Class       Description

Harvester
            The main controller class. Reads the harvest site schedule from the
            database, creating a HarvestSiteSchedule object for each entry in
            the HARVEST_SITE_SCHEDULE table. Manages a list of HarvestLog 
            entries to keep a permanent record of harvest operations. Provides 
            operations to read the harvest log from the database, insert new
            log entries, and write the harvest log to the database.

HarvestSiteSchedule
            Manages site scheduling and other data for a site.
            Corresponds to a single entry in the HARVEST_SITE_SCHEDULE 
            table. For a given site, stores its contactEmail address, the 
            date of its last harvest, the date of its next harvest (if stored
            explicitly), the document list URL, the LDAP DN, the harvest 
            frequency, and the frequency unit (e.g. days, weeks, or months). 
            If the date of the next harvest has not been stored explicitly, 
            it is derived from the date of the last harvest and the 
            harvest frequency. Provides operations to get and parse the site’s
            document list. Provides operations to interact with the 
            HARVEST_SITE_SCHEDULE database table. Manages a list a 
            HarvestDocument objects, one for each entry in the site's 
            document list.

HarvestDocument
            Represents a single document to be harvested. Stores data about
            the document (documentURL, documentType, identifier, revision,
            scope). Provides operations to get the document from the site 
            and put (insert or update) the document to Metacat. Queries
            Metacat to determine whether Metacat already has the document
            and to determine the highest revision number of the document
            stored in Metacat.

HarvestLog
            Represents a single harvest log entry. For a given Harvest
            operation, records the date, type of operation, message string,
            status, and detailLogID (if this operation generated an error
            that involved a harvest document; see HarvestDetailLog below).
            Interacts with the HARVEST_LOG database table, and retrieves 
            information about operations from the HARVEST_OPERATION table.

HarvestDetailLog
            Stores detailed information about a harvest operation on a document
            when the operation results in an error (e.g. the document could not 
            be retrieved from the site, or could not be inserted or updated into 
            Metacat). Stores a unique identifier (detailLogID), the identifier 
            of its associated HarvestLog object (harvestLogID), the error message, 
            and a HarvestDocument object.

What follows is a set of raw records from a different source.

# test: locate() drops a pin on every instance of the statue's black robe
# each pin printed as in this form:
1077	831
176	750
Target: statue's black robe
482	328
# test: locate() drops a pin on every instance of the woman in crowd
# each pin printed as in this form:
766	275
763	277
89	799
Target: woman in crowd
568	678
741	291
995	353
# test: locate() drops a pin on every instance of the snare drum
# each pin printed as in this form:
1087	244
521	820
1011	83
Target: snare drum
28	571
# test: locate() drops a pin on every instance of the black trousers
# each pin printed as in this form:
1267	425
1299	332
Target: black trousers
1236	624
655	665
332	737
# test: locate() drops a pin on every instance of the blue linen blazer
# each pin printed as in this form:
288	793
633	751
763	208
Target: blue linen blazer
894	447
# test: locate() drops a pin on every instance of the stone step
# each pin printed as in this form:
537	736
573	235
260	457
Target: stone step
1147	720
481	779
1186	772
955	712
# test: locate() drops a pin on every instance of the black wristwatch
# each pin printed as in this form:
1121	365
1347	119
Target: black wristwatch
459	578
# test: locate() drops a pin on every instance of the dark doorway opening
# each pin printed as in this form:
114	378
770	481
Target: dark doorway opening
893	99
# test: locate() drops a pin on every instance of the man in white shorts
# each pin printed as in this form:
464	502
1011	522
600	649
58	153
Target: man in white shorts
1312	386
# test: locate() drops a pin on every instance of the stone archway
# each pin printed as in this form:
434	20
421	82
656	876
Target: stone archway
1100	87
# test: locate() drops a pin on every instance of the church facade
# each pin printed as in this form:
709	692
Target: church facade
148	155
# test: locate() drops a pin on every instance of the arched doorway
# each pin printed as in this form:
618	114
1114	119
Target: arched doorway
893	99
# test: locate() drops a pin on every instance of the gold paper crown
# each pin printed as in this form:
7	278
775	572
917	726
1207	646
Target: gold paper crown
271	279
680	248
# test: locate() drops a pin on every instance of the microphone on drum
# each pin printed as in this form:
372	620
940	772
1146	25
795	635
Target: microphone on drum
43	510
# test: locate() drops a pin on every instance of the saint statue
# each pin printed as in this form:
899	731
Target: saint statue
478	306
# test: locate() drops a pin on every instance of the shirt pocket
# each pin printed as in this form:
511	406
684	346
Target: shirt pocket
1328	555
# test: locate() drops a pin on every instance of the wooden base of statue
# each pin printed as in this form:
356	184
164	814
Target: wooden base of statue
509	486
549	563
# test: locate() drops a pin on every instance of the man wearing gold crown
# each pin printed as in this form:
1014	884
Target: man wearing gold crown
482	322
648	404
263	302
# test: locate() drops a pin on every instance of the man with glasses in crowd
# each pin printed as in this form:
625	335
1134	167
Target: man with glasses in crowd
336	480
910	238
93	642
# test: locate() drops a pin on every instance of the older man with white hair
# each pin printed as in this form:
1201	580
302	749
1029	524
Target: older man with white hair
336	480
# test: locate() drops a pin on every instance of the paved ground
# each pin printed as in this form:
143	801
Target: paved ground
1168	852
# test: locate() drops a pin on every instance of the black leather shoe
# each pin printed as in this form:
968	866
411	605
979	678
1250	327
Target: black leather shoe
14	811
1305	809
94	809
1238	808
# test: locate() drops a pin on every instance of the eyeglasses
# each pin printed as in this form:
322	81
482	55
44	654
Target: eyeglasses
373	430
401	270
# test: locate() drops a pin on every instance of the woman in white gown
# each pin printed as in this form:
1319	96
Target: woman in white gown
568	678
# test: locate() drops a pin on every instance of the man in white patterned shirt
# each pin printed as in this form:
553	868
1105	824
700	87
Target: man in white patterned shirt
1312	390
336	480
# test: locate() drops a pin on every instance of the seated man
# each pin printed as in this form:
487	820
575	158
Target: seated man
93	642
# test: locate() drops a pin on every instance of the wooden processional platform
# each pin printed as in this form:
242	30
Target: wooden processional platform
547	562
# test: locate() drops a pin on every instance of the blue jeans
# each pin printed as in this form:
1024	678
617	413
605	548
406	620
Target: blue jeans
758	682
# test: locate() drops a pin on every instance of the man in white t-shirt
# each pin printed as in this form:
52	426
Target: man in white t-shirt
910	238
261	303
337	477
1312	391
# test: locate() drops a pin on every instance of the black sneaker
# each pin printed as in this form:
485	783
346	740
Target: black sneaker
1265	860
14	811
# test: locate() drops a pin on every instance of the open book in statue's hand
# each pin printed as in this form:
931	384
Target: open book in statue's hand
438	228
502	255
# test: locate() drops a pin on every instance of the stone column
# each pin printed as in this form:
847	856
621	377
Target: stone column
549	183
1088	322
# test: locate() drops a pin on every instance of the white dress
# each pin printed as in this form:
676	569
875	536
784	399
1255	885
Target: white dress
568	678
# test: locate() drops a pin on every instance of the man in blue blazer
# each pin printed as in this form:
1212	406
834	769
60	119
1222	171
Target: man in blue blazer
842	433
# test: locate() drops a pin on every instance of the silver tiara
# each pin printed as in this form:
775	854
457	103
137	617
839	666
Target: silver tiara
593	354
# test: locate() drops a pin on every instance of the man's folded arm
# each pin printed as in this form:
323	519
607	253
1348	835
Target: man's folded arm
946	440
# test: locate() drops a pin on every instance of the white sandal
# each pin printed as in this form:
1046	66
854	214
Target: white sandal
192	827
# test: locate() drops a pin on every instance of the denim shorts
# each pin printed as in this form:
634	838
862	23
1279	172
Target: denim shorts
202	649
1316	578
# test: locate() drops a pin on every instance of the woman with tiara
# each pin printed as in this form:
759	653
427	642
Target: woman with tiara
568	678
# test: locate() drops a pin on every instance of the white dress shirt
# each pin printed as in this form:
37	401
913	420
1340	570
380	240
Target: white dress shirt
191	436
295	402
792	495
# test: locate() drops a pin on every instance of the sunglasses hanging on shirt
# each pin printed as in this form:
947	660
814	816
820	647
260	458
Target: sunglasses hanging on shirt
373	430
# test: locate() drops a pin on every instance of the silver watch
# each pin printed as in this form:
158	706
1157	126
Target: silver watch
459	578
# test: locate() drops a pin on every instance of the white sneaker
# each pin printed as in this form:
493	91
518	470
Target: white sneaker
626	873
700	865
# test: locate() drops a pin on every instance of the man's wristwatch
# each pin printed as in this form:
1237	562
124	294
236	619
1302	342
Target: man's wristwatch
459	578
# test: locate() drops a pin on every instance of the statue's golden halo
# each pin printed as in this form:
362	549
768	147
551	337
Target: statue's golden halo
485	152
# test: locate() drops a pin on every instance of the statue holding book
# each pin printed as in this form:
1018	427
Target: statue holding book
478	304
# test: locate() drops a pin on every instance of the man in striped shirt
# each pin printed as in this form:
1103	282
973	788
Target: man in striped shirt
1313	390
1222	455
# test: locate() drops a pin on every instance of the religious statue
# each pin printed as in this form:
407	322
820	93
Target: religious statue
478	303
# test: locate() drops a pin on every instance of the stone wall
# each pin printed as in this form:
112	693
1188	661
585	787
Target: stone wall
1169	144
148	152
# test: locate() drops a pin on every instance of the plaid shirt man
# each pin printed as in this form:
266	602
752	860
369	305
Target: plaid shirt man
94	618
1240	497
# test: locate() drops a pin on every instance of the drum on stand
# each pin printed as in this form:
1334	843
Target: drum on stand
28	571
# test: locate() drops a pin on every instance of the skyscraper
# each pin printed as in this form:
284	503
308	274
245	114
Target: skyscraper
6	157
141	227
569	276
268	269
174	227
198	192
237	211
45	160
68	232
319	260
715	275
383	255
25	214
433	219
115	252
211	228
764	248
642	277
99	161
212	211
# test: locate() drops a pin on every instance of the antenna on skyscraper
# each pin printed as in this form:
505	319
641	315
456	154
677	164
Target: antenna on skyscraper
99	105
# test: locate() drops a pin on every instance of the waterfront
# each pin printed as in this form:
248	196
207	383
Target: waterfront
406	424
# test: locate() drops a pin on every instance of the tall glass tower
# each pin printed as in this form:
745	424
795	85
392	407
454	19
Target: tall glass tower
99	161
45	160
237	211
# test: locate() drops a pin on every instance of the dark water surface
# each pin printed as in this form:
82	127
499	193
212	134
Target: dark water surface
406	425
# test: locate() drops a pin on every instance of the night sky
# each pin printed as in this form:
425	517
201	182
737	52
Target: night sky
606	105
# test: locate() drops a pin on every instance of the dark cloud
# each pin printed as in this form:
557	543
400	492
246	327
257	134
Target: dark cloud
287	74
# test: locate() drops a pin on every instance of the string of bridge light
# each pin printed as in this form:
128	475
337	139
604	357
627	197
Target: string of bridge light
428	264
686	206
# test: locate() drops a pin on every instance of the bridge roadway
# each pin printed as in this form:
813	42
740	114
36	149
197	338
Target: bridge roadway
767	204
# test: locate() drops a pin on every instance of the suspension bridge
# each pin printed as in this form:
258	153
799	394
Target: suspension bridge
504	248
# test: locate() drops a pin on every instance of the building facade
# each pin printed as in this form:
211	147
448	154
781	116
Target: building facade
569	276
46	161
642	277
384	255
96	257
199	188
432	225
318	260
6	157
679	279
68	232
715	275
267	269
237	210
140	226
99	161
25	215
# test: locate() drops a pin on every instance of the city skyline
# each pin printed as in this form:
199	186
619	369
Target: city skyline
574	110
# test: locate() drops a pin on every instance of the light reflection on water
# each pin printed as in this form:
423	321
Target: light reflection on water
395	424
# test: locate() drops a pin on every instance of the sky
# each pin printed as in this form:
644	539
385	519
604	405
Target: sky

Interacts with the HARVEST_DETAIL_LOG 
            table.

            
Sequence of Events for Harvester Pull Operation

1. Harvester starts up. (Add log entry to record startup operation.)

2. Harvester reads the Harvest registry from the database, creating a
   HarvestSiteSchedule object for every record in the
   HARVEST_SITE_SCHEDULE table.

3. For each HarvestSiteSchedule object:

    4. If this site is due to be harvested today:

        5. Get the harvest configuration from the documentListURL.

        6. Parse the document list file, creating a HarvestDocument 
           object for each document element in the file. (If file is not a 
           valid document list, log an exception, send email report, and exit.)

        7. For each HarvestDocument object:

            8. Query Metacat as to whether it already has this document.

            9. If Metacat does not already have the document:

                10. Get the document from the site, using the document URL.

                11. Parse the document to check that it is valid EML. (If not valid, 
                    log an exception and continue.)

                12. Insert or update the document to Metacat.

                13. Log the result of inserting or updating the document to
                    Metacat (including any exceptions).

            14. Else, Metacat already has the document. Determine the
                highest revision of the document in Metacat and provide
                this information in the report to the site contact (15).

        15. Generate and send an email report to the site contact. The report 
            will contain results of this harvest, and the (tentatively)
            scheduled date of the next harvest.

16. Generate and send an email report to the harvester administrator. The report
    is a composite of all the individual site reports. (Alternatively, this 
    could be written to a log file instead of emailed. An email message could 
    simply contain the location of the log file and a brief summary.)

17. Harvester shuts down. (Add log entry for shutdown.)